Re: [Corpora-List] corpus ------>>>>> thesaurus

From: Rob Koeling (robk@sussex.ac.uk)
Date: Fri Nov 12 2004 - 18:07:35 MET

  • Next message: caterina.vestito@tiscali.it: "[Corpora-List] corpus of tourist texts"

    Hello Vladimir,

    I am working on creating domain specific thesauruses at the moment.
    Creating these thesauruses is not a goal in itself, but a means to
    create domain specific rankings of word senses. I am working on ranking
    work senses with Diana McCarthy, John Carroll and Julie weeds. You can
    read more on this in our ACL-2004 paper.

    In this paper we describe an experiment with specific sense rankings for
    the Sports and Finance domain. We created a corpus with Sports and one
    with Finance texts using the Reuters corpus. We used all the documents
    in the Reuters corpus with a Sports label (topic code GSPO) and I think
    about a third of the Finance related texts (topic codes ECAT nad MCAT).
    The resulting corpora were 9.1 million words and 32.5 million words
    respectively. We created the thesauruses using Lin's method. You can
    find the details of how we created the thesauruses in the paper. I'm not
    sure if we can distribute the resulting thesauruses. I'll have to look
    at the Reuters license.

    The articles in the Reuters corpus are hand tagged, so the resulting
    domain specific corpora should be high quality.

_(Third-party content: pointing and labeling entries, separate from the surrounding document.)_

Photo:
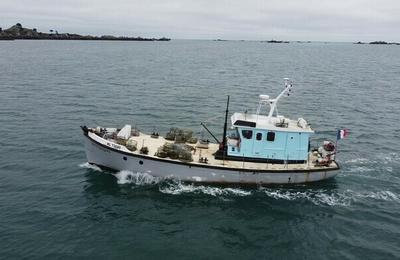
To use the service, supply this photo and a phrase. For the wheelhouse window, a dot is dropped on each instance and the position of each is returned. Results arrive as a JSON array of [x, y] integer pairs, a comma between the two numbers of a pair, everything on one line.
[[271, 136], [248, 134]]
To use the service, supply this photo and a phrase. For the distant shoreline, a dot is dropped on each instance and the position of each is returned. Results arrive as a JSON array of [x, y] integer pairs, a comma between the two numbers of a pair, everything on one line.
[[17, 32]]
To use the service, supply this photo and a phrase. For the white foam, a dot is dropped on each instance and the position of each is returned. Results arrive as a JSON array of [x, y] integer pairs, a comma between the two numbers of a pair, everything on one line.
[[177, 188], [380, 195], [128, 177], [324, 197], [90, 166]]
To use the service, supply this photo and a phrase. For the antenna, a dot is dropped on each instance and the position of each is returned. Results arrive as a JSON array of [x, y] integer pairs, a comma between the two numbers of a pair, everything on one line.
[[265, 99]]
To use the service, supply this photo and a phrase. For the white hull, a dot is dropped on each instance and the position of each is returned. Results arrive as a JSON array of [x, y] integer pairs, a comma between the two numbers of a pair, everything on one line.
[[103, 156]]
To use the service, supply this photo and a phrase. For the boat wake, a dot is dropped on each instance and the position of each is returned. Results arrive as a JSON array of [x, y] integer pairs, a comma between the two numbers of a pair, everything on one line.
[[322, 197], [90, 166], [178, 188], [140, 179]]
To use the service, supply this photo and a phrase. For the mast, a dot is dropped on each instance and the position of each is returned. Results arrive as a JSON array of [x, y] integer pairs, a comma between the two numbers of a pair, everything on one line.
[[273, 102], [225, 126]]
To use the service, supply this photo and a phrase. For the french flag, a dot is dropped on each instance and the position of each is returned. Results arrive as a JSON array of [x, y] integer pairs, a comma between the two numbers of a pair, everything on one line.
[[342, 134]]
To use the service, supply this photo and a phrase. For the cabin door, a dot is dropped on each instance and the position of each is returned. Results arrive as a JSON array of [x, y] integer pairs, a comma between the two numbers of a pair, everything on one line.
[[258, 144], [292, 146]]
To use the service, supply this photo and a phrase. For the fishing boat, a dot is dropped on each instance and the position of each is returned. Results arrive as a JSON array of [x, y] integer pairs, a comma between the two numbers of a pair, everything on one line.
[[260, 148]]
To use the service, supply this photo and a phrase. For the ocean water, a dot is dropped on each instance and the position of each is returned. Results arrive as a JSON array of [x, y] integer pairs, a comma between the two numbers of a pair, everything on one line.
[[56, 206]]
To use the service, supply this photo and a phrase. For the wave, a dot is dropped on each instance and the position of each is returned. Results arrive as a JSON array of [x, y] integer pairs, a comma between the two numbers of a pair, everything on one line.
[[138, 178], [324, 197], [90, 166], [177, 188]]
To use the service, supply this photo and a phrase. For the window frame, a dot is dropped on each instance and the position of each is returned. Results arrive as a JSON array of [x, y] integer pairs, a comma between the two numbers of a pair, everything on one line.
[[269, 133], [247, 136]]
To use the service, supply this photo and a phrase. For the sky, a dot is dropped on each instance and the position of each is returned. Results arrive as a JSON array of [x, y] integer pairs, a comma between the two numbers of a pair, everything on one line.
[[314, 20]]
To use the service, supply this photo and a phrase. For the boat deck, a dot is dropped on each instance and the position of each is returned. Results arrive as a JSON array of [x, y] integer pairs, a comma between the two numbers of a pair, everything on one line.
[[154, 143]]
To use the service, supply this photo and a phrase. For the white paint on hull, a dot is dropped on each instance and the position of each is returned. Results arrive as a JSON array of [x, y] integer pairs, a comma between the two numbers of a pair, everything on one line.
[[103, 156]]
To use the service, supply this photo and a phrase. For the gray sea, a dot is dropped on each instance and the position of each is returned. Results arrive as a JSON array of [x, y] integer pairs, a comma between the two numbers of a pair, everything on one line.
[[53, 205]]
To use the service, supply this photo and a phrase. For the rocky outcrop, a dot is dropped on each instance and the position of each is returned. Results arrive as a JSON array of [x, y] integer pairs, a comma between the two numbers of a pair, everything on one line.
[[17, 32]]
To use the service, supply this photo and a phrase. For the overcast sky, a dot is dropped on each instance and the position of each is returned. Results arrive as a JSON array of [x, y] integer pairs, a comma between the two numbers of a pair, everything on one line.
[[317, 20]]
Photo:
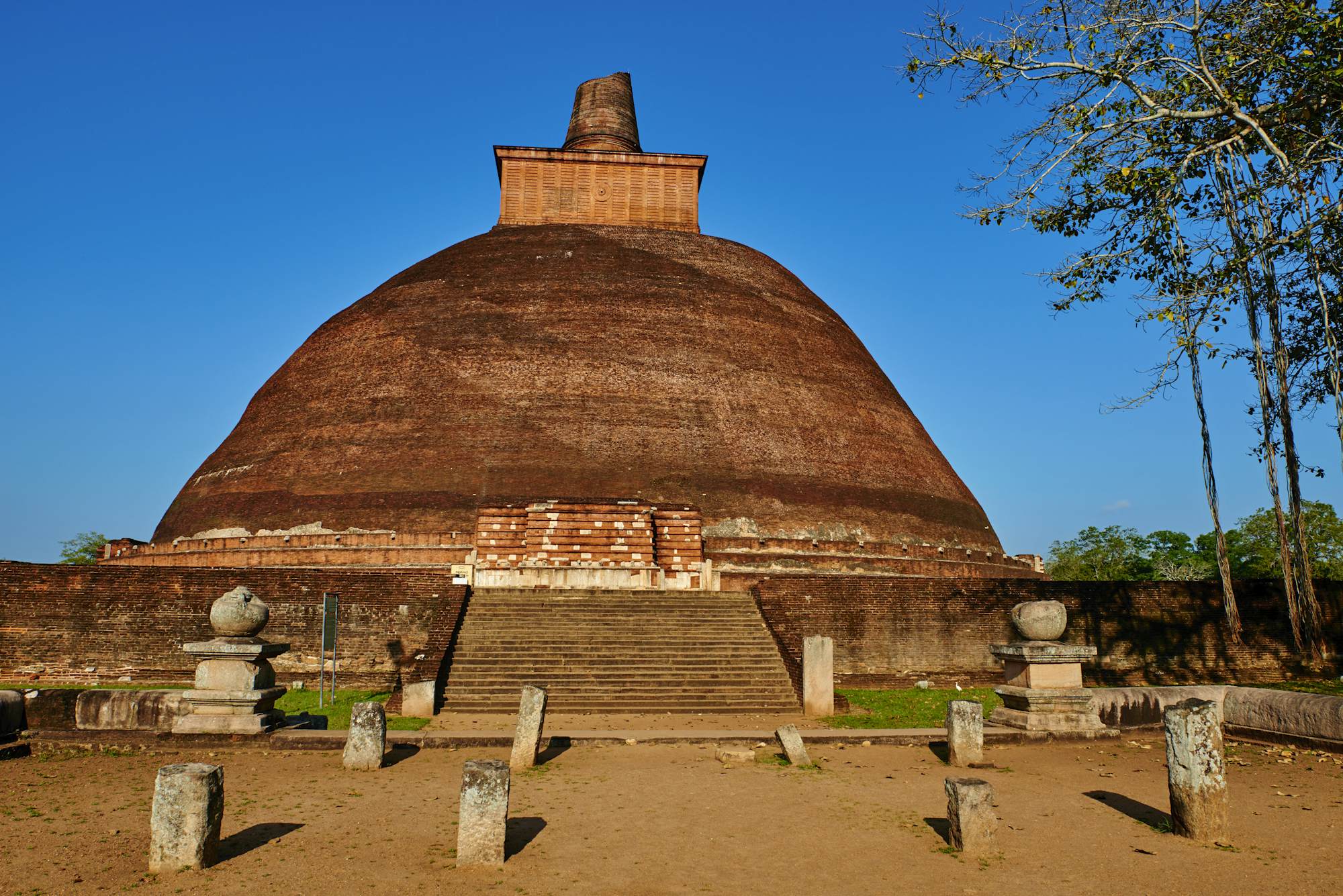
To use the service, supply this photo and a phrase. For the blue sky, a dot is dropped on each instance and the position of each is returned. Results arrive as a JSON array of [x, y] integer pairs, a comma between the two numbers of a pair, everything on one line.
[[187, 192]]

Unfortunately there is
    very little hand annotated data available. At the moment I am setting up
    an experiment to harvest texts from the web in order to create domain
    specific corpora. We have selected some 40 different domains (from the
    Subject Field Codes hierarchy, see ref. in ACL paper) and created a text
    classifier for these domains. These corpora will be used to create
    domain specific thesauruses. We want to use these thesauruses to create
    specific word sense rankings for all these domains.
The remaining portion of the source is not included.